O capital quer proteger a Amazônia

Um grupo de investidores internacionais cuja carteira de ativos soma US$ 3,75 trilhões (cerca de R$ 20 trilhões) enviou uma carta aberta às embaixadas brasileiras de oito países para pressionar o governo a conter o desmatamento na Amazônia. O documento foi assinado por 29 investidores institucionais de Estados Unidos, Noruega, Suécia, Dinamarca, Reino Unido, França, Holanda, Japão e Brasil. “Estamos preocupados com o impacto financeiro que o desmatamento e a violação dos direitos de povos indígenas podem ter sobre nossos clientes e companhias investidas, por potencialmente elevarem os riscos de reputação, operacional e regulatório”, diz a carta. Para os signatários, o temor é de que empresas expostas em suas operações no Brasil e cadeias de fornecedores enfrentem dificuldades crescentes para acessar os mercados internacionais.

O pesquisador associado do Instituto do Homem e Meio Ambiente da Amazônia (Imazon), Beto Veríssimo, diz que a preocupação dos investidores revela o grande risco para a economia combalida do Brasil, que poderá poderá sofrer com a perda de mercado e investimentos. “O desmatamento não gera desenvolvimento para o país. Quando ele aumenta, o PIB cai”, diz Veríssimo.

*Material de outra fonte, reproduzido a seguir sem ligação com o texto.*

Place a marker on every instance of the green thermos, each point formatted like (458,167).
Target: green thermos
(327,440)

A maioria dos signatários faz parte da Iniciativa de Investidores por Florestas Sustentáveis, ligada à ONG Ceres e à rede Princípios para o Investimento Responsável, grupo de investidores em parceria com a Iniciativa Financeira do Programa para o Meio-Ambiente e o Pacto Global da ONU. Para Virgilio Viana, superintendente geral da FAS (Fundação Amazonas Sustentável), o posicionamento dos investidores financeiros reforça o óbvio: “A ciência já nos informa, há muito tempo, que a Amazônia é vital para manter o regime de chuvas que alimenta parte significativa da produção agropecuária, geração de energia hidrelétrica e abastecimento urbano de água. Portanto, desmatar não é uma atitude inteligente e nem coerente com um plano de prosperidade e sustentabilidade para o futuro do Brasil”.